GraalVM attempts to provide a high-performance runtime for Java, JavaScript, LLVM-based languages such as C and C++, and dynamic languages such as Python and Ruby. For Native Image capabilities in GraalVM, Gradle and Maven plug-ins were released in June with JUnit 5 testing support, to simplify building native images of applications and allowing JUnit tests to run in native image mode, to check how code works there.

Native Image now automatically removes unnecessary security providers from the image; reachable security providers are detected by the static analysis. With GraalVM 21.2, an implementation of class pre-definition supports Classloader.loadClass calls at run time.

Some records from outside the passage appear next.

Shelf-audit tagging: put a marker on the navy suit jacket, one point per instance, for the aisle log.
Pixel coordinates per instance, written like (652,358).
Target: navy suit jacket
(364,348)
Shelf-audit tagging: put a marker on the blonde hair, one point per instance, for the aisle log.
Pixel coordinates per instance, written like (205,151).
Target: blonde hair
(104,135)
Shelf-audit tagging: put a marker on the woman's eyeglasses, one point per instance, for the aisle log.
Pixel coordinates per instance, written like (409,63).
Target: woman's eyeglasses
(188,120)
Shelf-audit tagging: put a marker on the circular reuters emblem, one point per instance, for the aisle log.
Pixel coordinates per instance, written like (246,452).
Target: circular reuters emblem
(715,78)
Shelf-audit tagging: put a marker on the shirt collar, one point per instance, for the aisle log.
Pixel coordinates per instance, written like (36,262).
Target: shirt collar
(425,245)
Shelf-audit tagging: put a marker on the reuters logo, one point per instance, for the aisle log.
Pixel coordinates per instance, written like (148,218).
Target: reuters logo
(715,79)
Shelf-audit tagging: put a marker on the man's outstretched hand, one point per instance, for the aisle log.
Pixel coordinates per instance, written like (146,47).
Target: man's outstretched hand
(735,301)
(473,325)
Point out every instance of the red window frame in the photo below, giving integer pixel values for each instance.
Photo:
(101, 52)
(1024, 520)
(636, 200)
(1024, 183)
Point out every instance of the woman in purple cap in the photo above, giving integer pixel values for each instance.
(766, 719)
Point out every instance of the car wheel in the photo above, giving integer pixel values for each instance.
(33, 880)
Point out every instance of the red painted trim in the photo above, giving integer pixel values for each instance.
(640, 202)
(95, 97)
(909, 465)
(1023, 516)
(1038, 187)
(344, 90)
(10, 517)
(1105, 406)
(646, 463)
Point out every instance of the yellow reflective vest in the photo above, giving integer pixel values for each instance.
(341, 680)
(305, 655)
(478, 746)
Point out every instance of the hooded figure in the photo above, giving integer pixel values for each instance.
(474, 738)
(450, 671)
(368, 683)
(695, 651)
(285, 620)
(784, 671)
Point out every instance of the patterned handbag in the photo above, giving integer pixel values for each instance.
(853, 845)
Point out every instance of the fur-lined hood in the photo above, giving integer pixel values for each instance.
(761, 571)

Desired classes that need to be loaded at run time must be made available to the static analysis at build time so they are included in “real world” analysis, but otherwise code patterns that include loading classes at arbitrary moments of run time now are working in native images as would be expected. Also with GraalVM 21.2, native images built with -H:+AllowVMInspection now support JFR (Java Flight Recorder) events written in Java.

Other new features and improvements in GraalVM 21:2 include the Truffle language implementation framework, which works with GraalVM, has a new compilation queuing heuristic to improve the warmup time of the polyglot runtime on many workloads. This is enabled by default.

A HotSpot plug-in API for Java on Truffle allows code to evolve naturally during development without having to restart a running application while the JavaScript implementation adds recent proposals such as new set methods and experimental operator overloading.

For Ruby, GraalVM 21.2 adds compatibility and performance improvements including precise invalidation for Ruby methods and constants, using per-name and per-class assumptions. For Python, a faster version of _pickle is featured for quicker serialisation.

In addition, C++ virtual calls are supported via cross-language interoperability and WebAssembly compatibility improvements have been made.